The Ecmo means hope in a life-threatening situation. But it is often the last therapeutic option. And it also scares people: so many hoses, so many devices and an immensely high level of care and support. A patient has to be cared for around the clock. The intensive care staff also have respect for the Ecmo, explains Heike Flick, head of the intensive care unit 3.3 of the clinic for congenital heart defects and pediatric cardiology. Despite high professionalism in dealing with these patients. Because every movement has to be perfect when the heart-lung machine has to be connected quickly. “Faults in the Ecmo are not easy to fix. This is a very special area in intensive care,” she says, and that’s why it’s very good that with this “unique” exercise program on Lazarettstrasse, the nursing staff “are able to overcome their fears of contact the Ecmo” could take.

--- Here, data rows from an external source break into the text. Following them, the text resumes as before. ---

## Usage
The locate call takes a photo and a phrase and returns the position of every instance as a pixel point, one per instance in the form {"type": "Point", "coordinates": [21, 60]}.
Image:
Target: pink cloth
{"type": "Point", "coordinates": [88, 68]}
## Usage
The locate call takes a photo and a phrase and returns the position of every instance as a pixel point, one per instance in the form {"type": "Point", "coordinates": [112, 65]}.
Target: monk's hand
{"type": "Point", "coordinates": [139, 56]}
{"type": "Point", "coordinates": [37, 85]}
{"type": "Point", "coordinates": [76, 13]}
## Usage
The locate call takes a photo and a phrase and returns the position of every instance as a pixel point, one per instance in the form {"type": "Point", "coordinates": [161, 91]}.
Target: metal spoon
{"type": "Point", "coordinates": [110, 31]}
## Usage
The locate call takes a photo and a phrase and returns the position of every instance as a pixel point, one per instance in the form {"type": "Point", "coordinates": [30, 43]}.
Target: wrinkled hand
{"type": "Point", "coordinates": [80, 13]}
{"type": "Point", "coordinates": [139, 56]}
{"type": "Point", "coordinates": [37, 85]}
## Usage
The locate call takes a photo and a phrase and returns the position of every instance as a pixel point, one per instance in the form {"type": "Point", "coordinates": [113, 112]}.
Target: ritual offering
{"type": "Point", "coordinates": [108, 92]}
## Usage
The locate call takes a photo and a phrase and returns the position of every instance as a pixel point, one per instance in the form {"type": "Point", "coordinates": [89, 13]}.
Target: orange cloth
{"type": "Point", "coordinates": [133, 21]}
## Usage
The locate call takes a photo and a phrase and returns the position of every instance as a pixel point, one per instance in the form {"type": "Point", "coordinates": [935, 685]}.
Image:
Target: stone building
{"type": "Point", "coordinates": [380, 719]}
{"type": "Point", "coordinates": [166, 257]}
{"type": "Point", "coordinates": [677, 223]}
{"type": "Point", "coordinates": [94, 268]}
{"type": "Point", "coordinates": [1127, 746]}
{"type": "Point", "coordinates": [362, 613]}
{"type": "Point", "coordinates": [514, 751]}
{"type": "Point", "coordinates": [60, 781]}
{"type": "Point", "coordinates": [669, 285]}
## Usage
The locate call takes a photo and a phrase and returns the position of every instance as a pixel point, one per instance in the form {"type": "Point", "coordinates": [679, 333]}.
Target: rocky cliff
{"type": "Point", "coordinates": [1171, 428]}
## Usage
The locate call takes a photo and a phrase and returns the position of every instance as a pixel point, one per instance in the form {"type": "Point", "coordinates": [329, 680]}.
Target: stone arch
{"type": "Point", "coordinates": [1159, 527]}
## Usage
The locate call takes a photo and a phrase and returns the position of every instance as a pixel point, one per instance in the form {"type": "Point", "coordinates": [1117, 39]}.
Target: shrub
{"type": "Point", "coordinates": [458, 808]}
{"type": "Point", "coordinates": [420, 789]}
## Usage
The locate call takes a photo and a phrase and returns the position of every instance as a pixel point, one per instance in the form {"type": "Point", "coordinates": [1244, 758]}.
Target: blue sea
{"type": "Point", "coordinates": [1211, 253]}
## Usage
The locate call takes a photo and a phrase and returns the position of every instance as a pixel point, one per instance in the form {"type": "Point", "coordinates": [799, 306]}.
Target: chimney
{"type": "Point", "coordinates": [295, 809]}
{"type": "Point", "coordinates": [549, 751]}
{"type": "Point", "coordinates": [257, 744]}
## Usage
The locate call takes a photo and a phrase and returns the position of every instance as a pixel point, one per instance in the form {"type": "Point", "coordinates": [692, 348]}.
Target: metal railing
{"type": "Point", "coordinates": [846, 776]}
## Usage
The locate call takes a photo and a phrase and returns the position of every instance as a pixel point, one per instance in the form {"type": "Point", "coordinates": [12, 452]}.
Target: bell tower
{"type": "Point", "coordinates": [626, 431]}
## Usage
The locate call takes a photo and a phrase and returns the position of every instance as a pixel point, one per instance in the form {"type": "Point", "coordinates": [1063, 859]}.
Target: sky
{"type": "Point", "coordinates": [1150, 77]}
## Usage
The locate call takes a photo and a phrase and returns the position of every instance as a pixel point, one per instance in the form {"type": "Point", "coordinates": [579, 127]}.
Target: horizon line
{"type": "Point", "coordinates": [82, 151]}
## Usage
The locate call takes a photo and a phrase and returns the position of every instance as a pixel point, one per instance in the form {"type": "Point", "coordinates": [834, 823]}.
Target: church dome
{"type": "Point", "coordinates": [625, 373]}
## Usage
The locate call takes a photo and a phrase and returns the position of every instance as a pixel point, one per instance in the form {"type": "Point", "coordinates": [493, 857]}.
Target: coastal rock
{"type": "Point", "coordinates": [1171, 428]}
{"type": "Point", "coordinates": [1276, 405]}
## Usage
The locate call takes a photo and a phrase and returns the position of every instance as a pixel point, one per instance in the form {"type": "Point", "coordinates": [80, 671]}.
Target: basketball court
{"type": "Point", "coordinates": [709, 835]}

Intensive project development in joint teamwork (from left): Heike Flick, head of the intensive care unit, senior physician Bettina Ruf, Andrea Engelhardt, Anne Stiller and product designer Bettina Böhrer.

(Photo: Stephan Rumpf)

The blue hand grabs the catheter. It can be used directly over the chest of newly operated infants. If everything goes well, continue. With additional notes, explanations. Every action is documented. For later, for analysis. “Getting into a routine, training for emergency scenarios,” believes Bettina Ruf, is very important. Especially in a “protected environment,” adds Engelhardt. In an emergency situation, the Ecmo must run immediately, no air must get into the hoses, the blood must not clot in the hoses, all connections must be tight – “everything does not work without the nurse, without a doctor,” says the senior doctor.

Every little detail is worked into the program

A pin board with yellow notes. Countless photos, scripts, descriptions. Every step was recorded for the development of the program, says Daniela Böhrer from the UP design studio. One was in the intensive care room umpteen times, the machine was studied umpteen times. “We discussed every move, every little detail with the doctors and nurses, and considered what the most important criteria for Ecmo training software are,” explains the 29-year-old product designer. Reality was transferred to the digital world.

Doctors and nurses at the heart center have always been trained in regular Ecmo workshops – but now with VR glasses and the virtual Ecmo. The initial skepticism about the glasses and the program has disappeared. “When I put on the glasses for the first time,” says Bettina Ruf, “I was very impressed by how lifelike everything is”. Now the program is to become a “marketable product,” says Engelhardt. Because other clinics have already shown interest.

Around 20 patients a year are placed on the Ecmo in the clinic for congenital heart defects and pediatric cardiology, 500 heart operations are carried out on the heart-lung machine and around 800 treatments are carried out in the cardiac catheter laboratory. Patients often have to go to Ecmo afterwards. Peter Ewert, Head of the Department of Pediatric Cardiology at the DHM, assumes that the program will prove its worth. Because it will be “a blueprint for training many other complex and expensive intensive care procedures”.